My husband has W2. I work as independent contractor on 1099MISC. We file taxes jointly in California.


By using 'safe harbour' rule, how shoud I calculate taxes we paid last year? Should I consider only my earning or our household gross income?


I assume I should also take care of estimated state tax myself and QB does not file it. How is it calculated? Should I use my own earnings or household income?



2 Comments 2
Level 15

2018 Quarterly taxes, married filing jointly, spouse with W2, I have 1099

If you are an independent contractor, then you have a business accounting file. The 1099 is info, it is telling you that you were paid that amount by someone and it is reported to the IRS too. The only impact that has on your tax form, is the when you enter total sales, it has to be entered in two blocks, amount reported on 1099's and income made but not on a 1099

filing jointing, both your incomes are combined. Fill out your business tax form, if it is a schedule C, then it is included with the form 1040, it is a partnership, then the partnership filed a form 1065 and gave you a form K-1 for your share, that K-1 is entered as part of the 1040 too.

Estimated taxes are a personal responsibility to calculate and pay quarterly, correct QB does not make the payment.
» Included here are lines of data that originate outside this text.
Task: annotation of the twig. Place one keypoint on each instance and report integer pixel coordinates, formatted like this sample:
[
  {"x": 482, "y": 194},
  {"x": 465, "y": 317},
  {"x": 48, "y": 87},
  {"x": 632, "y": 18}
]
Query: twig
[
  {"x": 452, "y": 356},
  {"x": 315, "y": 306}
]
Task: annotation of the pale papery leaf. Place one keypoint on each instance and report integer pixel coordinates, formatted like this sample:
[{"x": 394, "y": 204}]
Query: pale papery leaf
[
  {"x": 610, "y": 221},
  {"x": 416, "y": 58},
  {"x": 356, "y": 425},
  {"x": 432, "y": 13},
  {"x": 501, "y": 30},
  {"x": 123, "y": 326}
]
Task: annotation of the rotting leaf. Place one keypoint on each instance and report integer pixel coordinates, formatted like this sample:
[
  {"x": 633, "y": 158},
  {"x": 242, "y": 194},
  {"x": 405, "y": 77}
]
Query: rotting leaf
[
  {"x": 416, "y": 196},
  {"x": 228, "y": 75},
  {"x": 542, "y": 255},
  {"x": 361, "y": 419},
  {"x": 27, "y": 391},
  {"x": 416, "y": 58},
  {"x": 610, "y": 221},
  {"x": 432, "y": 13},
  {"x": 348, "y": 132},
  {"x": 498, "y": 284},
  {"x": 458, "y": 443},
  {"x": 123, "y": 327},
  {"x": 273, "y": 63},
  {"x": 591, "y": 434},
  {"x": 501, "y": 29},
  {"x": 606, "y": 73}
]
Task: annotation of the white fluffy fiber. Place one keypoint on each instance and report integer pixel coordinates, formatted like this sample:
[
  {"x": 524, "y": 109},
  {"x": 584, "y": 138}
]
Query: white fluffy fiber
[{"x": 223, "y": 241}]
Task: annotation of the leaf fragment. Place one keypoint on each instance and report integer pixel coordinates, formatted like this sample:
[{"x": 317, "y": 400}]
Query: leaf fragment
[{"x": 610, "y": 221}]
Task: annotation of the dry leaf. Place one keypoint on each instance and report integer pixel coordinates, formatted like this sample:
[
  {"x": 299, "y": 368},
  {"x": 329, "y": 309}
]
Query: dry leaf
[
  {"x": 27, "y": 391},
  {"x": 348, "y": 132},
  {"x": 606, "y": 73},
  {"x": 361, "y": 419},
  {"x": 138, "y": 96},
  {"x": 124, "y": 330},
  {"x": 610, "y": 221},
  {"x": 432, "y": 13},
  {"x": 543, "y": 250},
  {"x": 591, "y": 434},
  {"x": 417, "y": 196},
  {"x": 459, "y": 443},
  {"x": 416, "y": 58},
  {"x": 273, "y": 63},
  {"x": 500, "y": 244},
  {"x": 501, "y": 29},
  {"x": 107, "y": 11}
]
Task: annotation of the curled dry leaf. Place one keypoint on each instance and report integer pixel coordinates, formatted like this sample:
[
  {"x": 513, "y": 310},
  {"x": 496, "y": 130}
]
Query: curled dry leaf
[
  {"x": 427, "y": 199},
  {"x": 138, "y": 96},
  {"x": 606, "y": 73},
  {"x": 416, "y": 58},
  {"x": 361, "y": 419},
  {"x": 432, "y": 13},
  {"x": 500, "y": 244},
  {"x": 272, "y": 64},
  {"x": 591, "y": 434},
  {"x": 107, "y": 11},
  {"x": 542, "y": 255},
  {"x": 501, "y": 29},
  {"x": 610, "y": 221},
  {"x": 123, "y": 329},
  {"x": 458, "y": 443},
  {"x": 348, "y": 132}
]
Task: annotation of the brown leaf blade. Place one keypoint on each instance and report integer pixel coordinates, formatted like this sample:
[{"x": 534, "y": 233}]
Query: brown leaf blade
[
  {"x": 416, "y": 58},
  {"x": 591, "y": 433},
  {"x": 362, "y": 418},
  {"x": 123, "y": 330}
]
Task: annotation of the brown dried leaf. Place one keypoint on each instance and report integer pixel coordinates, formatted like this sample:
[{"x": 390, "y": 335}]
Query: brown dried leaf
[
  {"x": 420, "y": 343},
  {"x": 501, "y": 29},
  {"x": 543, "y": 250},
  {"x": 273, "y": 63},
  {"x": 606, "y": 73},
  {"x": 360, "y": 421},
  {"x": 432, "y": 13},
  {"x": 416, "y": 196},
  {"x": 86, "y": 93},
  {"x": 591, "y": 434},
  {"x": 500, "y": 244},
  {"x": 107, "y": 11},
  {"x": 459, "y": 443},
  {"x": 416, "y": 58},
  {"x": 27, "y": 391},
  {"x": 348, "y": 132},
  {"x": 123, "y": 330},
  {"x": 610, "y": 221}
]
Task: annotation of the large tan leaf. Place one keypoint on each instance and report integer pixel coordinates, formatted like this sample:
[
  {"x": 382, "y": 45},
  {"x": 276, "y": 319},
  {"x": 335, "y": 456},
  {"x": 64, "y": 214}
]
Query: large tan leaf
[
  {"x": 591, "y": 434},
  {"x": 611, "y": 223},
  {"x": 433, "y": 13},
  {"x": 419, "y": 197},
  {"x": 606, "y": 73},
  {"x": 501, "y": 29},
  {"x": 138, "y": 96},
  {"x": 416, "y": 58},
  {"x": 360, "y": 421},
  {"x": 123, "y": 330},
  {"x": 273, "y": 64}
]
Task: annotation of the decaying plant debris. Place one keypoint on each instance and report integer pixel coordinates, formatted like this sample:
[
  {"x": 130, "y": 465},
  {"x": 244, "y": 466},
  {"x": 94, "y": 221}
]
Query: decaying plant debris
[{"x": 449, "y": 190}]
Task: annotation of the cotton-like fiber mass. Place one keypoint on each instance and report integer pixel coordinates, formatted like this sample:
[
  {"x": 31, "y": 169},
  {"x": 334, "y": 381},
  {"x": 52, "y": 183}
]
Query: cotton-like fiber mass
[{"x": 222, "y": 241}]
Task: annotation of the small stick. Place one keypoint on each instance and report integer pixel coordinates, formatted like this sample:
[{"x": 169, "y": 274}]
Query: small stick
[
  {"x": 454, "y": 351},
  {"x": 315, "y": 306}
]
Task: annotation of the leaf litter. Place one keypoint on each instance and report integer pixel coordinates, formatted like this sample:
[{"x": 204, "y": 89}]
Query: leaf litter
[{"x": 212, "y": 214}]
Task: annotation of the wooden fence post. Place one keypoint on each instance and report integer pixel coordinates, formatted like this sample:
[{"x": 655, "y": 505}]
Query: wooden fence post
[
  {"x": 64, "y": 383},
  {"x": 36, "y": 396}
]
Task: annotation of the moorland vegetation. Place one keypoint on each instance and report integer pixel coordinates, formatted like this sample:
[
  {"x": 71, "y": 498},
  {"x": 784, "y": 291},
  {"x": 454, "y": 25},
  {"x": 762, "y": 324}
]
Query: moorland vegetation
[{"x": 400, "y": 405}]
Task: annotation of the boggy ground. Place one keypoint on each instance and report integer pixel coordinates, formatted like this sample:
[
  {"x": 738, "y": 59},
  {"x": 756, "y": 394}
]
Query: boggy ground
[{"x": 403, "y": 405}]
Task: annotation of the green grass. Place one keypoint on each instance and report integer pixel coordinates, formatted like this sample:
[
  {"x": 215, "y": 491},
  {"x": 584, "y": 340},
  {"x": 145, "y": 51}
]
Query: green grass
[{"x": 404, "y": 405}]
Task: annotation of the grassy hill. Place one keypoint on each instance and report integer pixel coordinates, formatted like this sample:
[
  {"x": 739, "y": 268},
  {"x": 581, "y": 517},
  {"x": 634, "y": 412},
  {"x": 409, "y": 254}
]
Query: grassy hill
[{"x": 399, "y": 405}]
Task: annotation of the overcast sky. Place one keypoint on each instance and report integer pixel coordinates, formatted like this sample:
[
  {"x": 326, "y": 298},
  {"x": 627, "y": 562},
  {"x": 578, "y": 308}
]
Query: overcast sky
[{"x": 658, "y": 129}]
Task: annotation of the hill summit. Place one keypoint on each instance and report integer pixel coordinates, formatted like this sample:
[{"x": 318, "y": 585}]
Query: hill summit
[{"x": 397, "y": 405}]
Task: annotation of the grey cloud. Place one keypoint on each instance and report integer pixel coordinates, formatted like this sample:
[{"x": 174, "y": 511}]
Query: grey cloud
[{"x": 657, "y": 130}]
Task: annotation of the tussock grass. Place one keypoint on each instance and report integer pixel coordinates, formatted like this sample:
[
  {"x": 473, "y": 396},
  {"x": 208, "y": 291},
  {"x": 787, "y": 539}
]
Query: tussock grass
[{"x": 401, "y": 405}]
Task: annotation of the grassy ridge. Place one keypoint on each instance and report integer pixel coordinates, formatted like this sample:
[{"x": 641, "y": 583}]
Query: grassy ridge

State taxes I can not help with, my state does not have personal income tax. But it sounds like you should talk to a local tax accountant.

Level 2

2018 Quarterly taxes, married filing jointly, spouse with W2, I have 1099

Hi Amiora, To figure your your federal safe harbor for 2018, take a look at line 63 on page 2 of form 1040. this is called total tax. That is your tax for 2017. Now look at line 38 on the same page, adjusted gross income. If your adjusted gross income is less that $150,000 then use the total tax amount on 63 to be your safe harbor. If AGI exceeds $150,000 then take 110% of your total tax to calculate your safe harbor. Make sure you pay these taxes quarterly. If you meet the safe harbor at the end of the year but not during it, then you may get a penalty for underpayment of estimated tax. Alternative way to calculate the safe harbor is to pay 90% of the 2018 tax using the annualized method on form 2210. This is quite complicated to do. Plus the new tax law will shake things up a bit. Hope that helps.